Companies Mentioned
Why It Matters
The growth confirms the enduring relevance of traditional card networks amid fintech disruption and highlights the revenue upside from partnering with digital payment aggregators.
Key Takeaways
- •Card volume reached $11.46 trillion, up 6.4% YoY.
- •Credit card volume grew 6.1% to $6.51 trillion.
- •Visa holds ~31% debit, 30% credit market share.
- •Digital aggregators expand merchant acceptance for smaller businesses.
- •Growth outpaces 2024’s 5.9% increase, showing resilience.
Pulse Analysis
The Nilson Report’s latest figures show U.S. card‑payment activity climbing to $11.46 trillion in 2025, a 6.4 percent jump over the prior year. That pace exceeds the 5.9 percent rise recorded in 2024 and reflects a broader rebound in consumer confidence after a period of inflation‑driven restraint. Credit cards alone generated $6.51 trillion, indicating that higher‑interest‑rate environments have not dampened borrowing as much as some analysts feared.

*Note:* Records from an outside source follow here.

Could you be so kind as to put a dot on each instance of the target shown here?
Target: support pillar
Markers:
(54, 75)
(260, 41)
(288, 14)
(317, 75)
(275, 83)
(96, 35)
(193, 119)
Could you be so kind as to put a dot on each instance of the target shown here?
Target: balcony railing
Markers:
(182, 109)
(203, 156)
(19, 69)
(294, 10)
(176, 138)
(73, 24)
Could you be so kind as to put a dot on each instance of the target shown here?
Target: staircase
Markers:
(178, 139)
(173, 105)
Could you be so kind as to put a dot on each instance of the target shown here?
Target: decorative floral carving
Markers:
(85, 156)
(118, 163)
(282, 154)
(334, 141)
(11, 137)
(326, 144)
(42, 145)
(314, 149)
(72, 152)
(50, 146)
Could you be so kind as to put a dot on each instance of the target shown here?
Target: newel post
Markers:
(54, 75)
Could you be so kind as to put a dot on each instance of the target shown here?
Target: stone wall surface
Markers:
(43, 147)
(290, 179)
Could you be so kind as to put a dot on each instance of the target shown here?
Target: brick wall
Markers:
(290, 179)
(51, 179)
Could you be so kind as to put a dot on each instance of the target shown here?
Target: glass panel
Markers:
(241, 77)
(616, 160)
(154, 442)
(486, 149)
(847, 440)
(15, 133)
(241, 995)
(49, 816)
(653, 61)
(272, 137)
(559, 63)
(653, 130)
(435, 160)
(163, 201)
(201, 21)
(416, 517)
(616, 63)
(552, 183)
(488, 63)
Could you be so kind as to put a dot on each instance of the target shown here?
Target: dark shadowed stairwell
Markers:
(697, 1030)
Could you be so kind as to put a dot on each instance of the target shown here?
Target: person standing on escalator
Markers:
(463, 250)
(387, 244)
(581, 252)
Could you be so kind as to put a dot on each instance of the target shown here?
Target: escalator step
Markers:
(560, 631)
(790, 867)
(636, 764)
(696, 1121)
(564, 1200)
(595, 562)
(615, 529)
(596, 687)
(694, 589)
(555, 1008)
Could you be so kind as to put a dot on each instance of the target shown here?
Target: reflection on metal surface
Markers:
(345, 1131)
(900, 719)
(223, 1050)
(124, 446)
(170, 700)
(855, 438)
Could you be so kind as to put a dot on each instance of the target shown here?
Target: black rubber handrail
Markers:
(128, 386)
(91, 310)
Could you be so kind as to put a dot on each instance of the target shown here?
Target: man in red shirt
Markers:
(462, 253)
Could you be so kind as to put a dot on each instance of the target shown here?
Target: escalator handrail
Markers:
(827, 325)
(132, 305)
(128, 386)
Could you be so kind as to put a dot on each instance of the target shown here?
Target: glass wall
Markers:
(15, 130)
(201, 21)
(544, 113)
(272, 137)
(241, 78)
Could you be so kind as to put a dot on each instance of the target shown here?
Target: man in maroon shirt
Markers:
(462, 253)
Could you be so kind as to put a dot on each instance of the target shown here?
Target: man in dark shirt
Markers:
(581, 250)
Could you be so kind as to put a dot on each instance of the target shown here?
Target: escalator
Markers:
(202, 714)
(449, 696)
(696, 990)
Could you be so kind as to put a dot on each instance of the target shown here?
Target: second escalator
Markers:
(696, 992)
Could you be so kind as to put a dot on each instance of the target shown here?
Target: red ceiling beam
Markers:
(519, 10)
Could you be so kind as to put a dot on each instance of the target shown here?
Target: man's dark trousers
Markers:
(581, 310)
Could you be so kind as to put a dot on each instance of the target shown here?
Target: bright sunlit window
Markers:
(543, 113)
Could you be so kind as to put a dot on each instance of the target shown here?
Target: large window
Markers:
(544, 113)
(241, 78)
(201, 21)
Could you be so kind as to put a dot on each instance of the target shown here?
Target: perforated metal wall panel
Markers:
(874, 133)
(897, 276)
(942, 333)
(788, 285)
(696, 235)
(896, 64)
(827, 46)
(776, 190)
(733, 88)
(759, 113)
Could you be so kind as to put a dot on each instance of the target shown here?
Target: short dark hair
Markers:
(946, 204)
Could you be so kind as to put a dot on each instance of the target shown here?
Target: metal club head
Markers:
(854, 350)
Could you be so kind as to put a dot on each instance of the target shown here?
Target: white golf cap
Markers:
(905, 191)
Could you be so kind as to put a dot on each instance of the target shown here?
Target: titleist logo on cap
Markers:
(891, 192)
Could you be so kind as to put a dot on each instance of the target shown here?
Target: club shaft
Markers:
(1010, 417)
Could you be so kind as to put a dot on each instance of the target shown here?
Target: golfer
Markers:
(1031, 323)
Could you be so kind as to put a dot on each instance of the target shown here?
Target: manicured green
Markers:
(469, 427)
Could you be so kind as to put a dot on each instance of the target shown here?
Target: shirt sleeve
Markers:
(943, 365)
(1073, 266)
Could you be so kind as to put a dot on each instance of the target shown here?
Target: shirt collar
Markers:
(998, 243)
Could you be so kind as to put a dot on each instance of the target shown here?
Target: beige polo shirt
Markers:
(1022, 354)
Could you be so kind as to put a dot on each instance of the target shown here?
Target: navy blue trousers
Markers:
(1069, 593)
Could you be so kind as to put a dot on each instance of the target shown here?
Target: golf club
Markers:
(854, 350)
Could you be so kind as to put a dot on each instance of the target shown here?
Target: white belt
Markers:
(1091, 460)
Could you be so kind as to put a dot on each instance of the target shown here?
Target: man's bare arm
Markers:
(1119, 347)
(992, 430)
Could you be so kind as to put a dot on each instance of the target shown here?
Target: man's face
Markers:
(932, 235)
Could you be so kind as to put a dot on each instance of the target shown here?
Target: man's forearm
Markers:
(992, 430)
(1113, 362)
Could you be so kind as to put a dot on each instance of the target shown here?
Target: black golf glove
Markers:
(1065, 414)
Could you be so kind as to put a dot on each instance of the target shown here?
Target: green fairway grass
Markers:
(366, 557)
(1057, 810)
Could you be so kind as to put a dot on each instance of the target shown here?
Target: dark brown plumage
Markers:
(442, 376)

Meanwhile, debit usage remains robust, driven by wage‑growth‑linked spending and the continued migration of cash‑based transactions to electronic formats.
One catalyst behind the surge is the rapid expansion of merchant acceptance through fintech aggregators such as Stripe, Square and PayPal’s Braintree. These platforms lower integration costs, allowing small‑business owners to tap the same card networks that power large retailers. As a result, transaction counts rise even when average ticket size stays flat, effectively widening the base of card‑enabled commerce. The symbiotic relationship benefits both sides: card issuers gain volume, while digital payment providers differentiate themselves with seamless onboarding and value‑added services like analytics and financing options.
Visa’s dominance—holding roughly 31 percent of debit and 30 percent of credit market share—stems from strategic alliances with banks such as JPMorgan Chase and high‑visibility sponsorships like the Milan Winter Olympics. Mastercard, with a 14 percent credit share, is pursuing similar partnerships to close the gap. Looking ahead, the industry faces pressure from emerging token‑based wallets and potential regulatory scrutiny over interchange fees. Nevertheless, the data suggest that as long as card networks continue to integrate with agile fintech ecosystems, they will preserve growth trajectories despite the rise of alternative payment methods.